Beauty and the Boss (Modern Fairytales #1)(6)
And he was. Handsome. From every angle.
Not just his feet.
He always had a slight five o’clock shadow going on, but she’d never seen his hair when it wasn’t picture perfect. The man easily could have been a GQ model, but instead he was the CEO of his family’s pharmaceutical company. He was well over six feet tall, weighed a little under two hundred pounds, was thirty-three years old, had attended Harvard for six years, and wore a size thirteen shoe.
I know way too much about him. Stalker.
She sighed.
Oh, and he was freakishly, devilishly, impossibly hot.
And single.
A muscle in his jaw ticked, but he remained otherwise motionless. “This isn’t a ‘dalliance’, Mother,” he said.
“It’s not.” Maggie tore her eyes off of him, flushing when his mother shot her a condescending look. “It’s so not.”
He shot her a narrow-eyed look.
She stared right back at him, and took a big gulp of wine.
The second he turned away, she put down her glass, swiped a napkin across her mouth, gently set her fork down, and decided to creep out while no one paid attention to her. If she had any luck—which she normally didn’t—she’d escape before whatever was about to happen here happened. World War Three, maybe.
Slowly, she stepped sideways to the left.
Mrs. Gale snapped her fingers. “Sit down. No one excused you.”
Before the sentence was even finished, Maggie slammed her butt into the soft leather chair. Mr. Gale was her boss, which made his mother her even bigger boss, so she didn’t exactly have a choice. “This really isn’t what it looks like, Mrs. Gale. I—”
“Don’t bother, Maggie.” He frowned. “She won’t believe you.”
Mrs. Gale shrugged. “You’re right. I won’t.”
He rubbed his jaw. “You can’t come in here and order my employees around. If Maggie wants to leave, she’s allowed. She’s not a prisoner in my office.”
She stood again. “Great. Thank you. I’ll be on my—”
“Your employee?” The other woman laughed, but it didn’t sound like humor at all. “Oh, that’s just rich. You have one of your workers under your table doing…doing…”
Shoot me. Shoot me now.
“As we already told you,” he said, his tone tight with exasperation. “It’s not what it looked like.”
“Oh, but it was. And there are rules against such things.” Mrs. Gale focused her cold gaze on Maggie. “Get out. You’re fired.”

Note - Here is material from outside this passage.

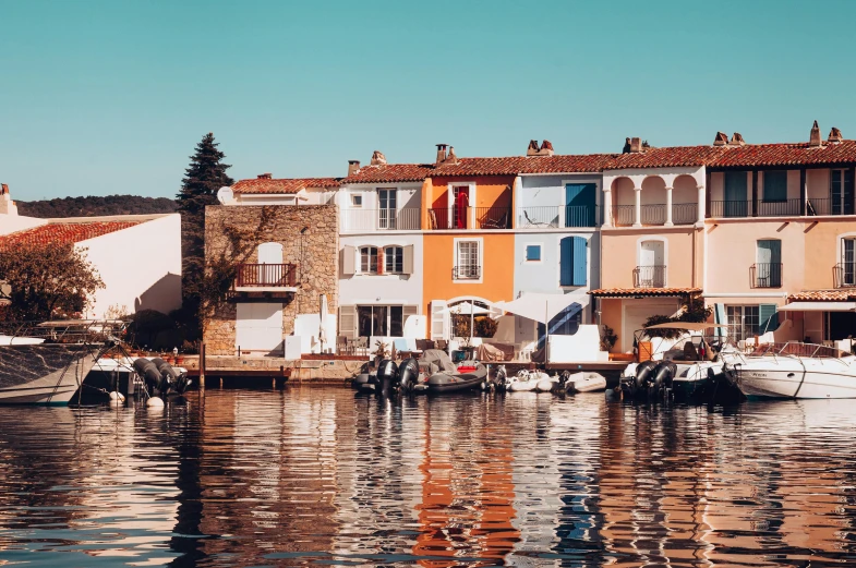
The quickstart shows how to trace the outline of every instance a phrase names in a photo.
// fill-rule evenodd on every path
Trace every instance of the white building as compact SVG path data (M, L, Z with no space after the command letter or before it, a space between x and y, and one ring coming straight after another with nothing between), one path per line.
M352 161L336 195L340 215L339 334L383 341L425 337L422 185L430 166ZM398 343L401 345L400 342Z
M0 249L72 242L86 251L105 287L95 293L84 317L141 310L169 313L181 307L178 214L36 219L19 216L10 203L4 188L0 195Z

She exhaled a big breath of air, dread punching her in the stomach. She’d been in the city for half a year, fighting her way into this hard-to-attain position at Gale Incorporated, and now she’d been sacked over suspicion of going down on her hot boss—and she hadn’t even done it. Great. Just great.
She had to get out of here, with her head held high, and then she’d cry. But not in front of this horrible woman. She nodded. “Right.”

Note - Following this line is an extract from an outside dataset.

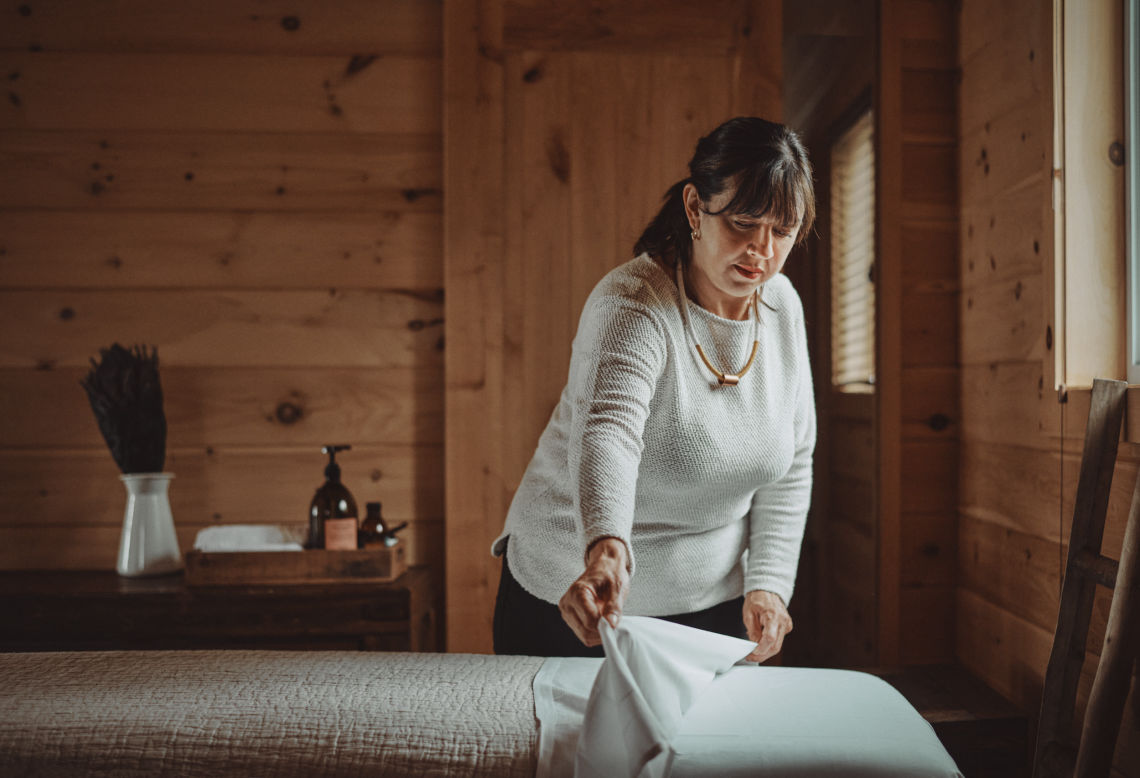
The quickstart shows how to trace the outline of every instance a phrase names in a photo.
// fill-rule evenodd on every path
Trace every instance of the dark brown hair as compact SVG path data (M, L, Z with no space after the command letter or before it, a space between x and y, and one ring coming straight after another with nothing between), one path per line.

“Don’t even think about walking out of here.” His icy look froze her to the spot. “Sit down.”
She sat again, feeling a bit like a marionette on strings, and wishing she were anywhere but here with these two people. A funeral. Even the dentist.

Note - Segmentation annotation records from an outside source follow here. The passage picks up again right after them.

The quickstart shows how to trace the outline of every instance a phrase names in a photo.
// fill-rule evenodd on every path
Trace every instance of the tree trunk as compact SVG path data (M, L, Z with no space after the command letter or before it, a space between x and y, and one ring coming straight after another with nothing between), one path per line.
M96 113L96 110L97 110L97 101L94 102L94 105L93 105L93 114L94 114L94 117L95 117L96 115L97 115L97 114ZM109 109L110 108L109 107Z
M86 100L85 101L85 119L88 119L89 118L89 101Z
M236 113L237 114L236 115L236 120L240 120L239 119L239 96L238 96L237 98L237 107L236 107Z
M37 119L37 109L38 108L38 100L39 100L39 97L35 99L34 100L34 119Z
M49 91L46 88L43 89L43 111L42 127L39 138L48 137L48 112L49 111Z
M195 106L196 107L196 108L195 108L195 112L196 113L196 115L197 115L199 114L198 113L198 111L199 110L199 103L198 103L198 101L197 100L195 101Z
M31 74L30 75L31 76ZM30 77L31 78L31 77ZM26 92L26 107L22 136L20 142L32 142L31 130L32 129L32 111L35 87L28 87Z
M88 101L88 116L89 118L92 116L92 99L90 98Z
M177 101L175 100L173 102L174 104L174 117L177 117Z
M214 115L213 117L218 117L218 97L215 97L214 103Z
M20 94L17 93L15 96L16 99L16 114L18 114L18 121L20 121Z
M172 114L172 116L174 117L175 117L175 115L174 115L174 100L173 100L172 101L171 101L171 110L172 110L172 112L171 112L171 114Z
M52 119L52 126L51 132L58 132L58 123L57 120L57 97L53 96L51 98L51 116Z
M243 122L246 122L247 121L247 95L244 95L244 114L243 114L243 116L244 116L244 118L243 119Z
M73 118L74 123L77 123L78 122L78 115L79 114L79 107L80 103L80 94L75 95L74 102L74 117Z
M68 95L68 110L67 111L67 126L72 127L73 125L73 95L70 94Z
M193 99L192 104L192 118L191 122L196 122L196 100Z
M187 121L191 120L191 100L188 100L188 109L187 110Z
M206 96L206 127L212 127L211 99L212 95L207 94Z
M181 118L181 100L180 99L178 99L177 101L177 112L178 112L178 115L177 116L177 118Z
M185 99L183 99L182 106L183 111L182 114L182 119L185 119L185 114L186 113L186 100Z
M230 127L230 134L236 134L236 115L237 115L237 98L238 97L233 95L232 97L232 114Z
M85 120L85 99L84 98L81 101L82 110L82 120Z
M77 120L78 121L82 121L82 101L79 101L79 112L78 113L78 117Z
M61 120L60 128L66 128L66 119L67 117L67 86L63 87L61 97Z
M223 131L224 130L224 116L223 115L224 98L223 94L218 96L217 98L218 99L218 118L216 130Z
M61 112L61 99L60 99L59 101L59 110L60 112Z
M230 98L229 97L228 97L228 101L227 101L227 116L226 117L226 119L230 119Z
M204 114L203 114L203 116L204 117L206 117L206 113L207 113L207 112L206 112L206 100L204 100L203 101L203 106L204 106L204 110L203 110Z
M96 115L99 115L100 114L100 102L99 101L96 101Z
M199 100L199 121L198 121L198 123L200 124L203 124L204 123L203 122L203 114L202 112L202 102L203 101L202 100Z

Or the gynecologist, with her feet in stirrups, and an apologetic doctor holding a speculum between her thighs going, “Sorry, but this will be cold and uncomfortable.”
Literally. Anywhere else.
Mrs. Gale sniffed, crinkled her nose as if she smelled something foul, and crossed her arms. “How dare you bring one of your paramours into the company as an employee. What would your father say?”
She stiffened, every nerve within her screaming for her to tell this pompous woman exactly where she could stick her old-fashioned attitude. She stood again, nails digging into her palms. “You know what? You can take your—”
“Father would say nothing.” He smoothly stepped in front of her and cut her off, all without even glancing her way. “We were working and had a dinner break together. We were both fully clothed, and she just happened to be under the table. That’s it.”
Mrs. Gale cast a glance at the table in question. “Oh, dear me. I didn’t realize that wine at a business meal was now standard. Shall we serve that all day long at the break station, instead of coffee and tea? Perhaps throw in a few hard spirits, as well, to liven up the day? Some leftover medication that didn’t pass FDA approval?”
Maggie’s nails dug even deeper into her palms, but she miraculously managed to keep her mouth shut. She had a suspicion that this had nothing to do with her at all, and everything to do with them. Mrs. Gale was a force to be reckoned with. Word on the street was that she never stopped pushing till she got her way, no matter what stood in her path. Apparently, that ruthlessness extended to her son, so Maggie speaking up in his defense wouldn’t do anything to help diffuse the situation.
If anything, it would only rile the monster even more.
Mr. Gale crossed his arms, not even close to losing his cool over his mother’s…well, coolness. If anything, he looked mildly amused. The man was like a machine, all cold, hard logic and no irrational emotion at all. “That’s not the same thing. It’s after seven, and we’re both finishing up a twelve-hour day on a Friday. Since my original dinner meeting was canceled, I invited Maggie to join me before I go home—alone, I might add. Not that it’s any of your business.”